Students are able to use the iPad themselves when working problems for the class, and Smith can answer questions and interact with students in a more engaging way because she can teach with the board from anywhere in the room, a fact that the DCSF grant committee found attractive.

“All of us remember what happens in a classroom when a teacher has her back turned to write on the board. With this piece of technology, the teacher could have her eyes on the class at all time, while walking around the classroom,” DCSF Executive Director Amanda Barnes said.

In fact, the DCSF is already pleased that the grant has achieved the original goal.

“From the initial reports, it sounds like this grant is working exactly in that way. I hope we can try this in some other classrooms and schools this fall,” Barnes said.

Smith predicted a more streamlined way to conduct her class, and she was right.

Lessons in her classroom are now more student-led and open to student-teacher interactions. Classroom disruption has also decreased as Smith works closer to the students and no longer has her back turned to the entire class while writing on the board.

Students take turns working problems on the iPad, and Smith is also able to screenshot students’ work and annotate on top of it for the entire class to learn.
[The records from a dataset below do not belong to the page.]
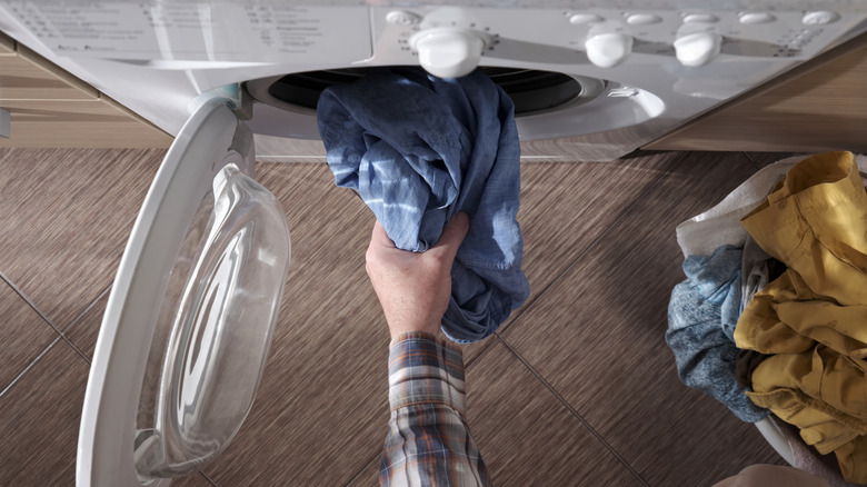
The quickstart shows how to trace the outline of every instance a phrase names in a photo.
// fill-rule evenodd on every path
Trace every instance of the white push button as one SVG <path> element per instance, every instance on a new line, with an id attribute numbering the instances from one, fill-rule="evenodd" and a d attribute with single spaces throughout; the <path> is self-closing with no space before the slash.
<path id="1" fill-rule="evenodd" d="M 574 26 L 584 26 L 586 23 L 601 22 L 605 20 L 602 16 L 597 13 L 576 13 L 569 17 L 569 23 Z"/>
<path id="2" fill-rule="evenodd" d="M 592 36 L 584 43 L 587 59 L 599 68 L 614 68 L 632 53 L 631 36 L 607 32 Z"/>
<path id="3" fill-rule="evenodd" d="M 839 19 L 840 16 L 829 10 L 817 10 L 815 12 L 807 12 L 801 20 L 805 26 L 823 26 L 831 23 Z"/>
<path id="4" fill-rule="evenodd" d="M 458 28 L 422 30 L 409 39 L 425 71 L 439 78 L 460 78 L 479 66 L 486 42 L 481 32 Z"/>
<path id="5" fill-rule="evenodd" d="M 386 22 L 398 26 L 412 26 L 418 23 L 421 18 L 406 10 L 392 10 L 386 14 Z"/>
<path id="6" fill-rule="evenodd" d="M 662 18 L 656 13 L 632 13 L 626 18 L 626 23 L 630 26 L 649 26 L 651 23 L 659 23 Z"/>
<path id="7" fill-rule="evenodd" d="M 722 36 L 714 32 L 689 33 L 675 40 L 675 54 L 681 64 L 695 68 L 719 54 Z"/>
<path id="8" fill-rule="evenodd" d="M 739 17 L 740 23 L 750 26 L 756 23 L 768 23 L 777 20 L 776 17 L 768 12 L 746 12 Z"/>
<path id="9" fill-rule="evenodd" d="M 684 17 L 684 23 L 715 23 L 719 17 L 712 13 L 689 13 Z"/>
As she walks around the classroom teaching the lesson, she is able to provide extra help for students who may be having trouble without interrupting the lesson.

“I can sit at the group with them and be able to talk to them privately as we’re going through the lesson, and I can still be doing the lesson on the board,” she said.

While Smith admitted that the teachers faced a learning curve with the technology, she said that it was worth it to bring new resources into the classroom, especially since students are usually more versed in technology than the teachers.

“Anytime you’ve got new technology and teachers who are used to doing things with worksheets, it takes a little bit of time to adjust to a new process, but it’s a great thing to be able to use technology in the classroom. It certainly makes things more visual for the students to be able to see things rather than just take notes about them or work problems on them,” she said.

Though Smith’s concerns center around not using the iPad to its fullest, she has a number of ideas to increase classroom engagement. She plans to upload notes to Google Classroom for any students who have missed a lesson and to record her voice over lessons for substitute teachers to play for the class. 

Smith said her students are benefiting the most from the extra functionality of the classroom, having become more engaged and immersed in lessons since she introduced the iPad.

“It’s changing the way I can interact with the group as a whole when presenting the lesson,” she said.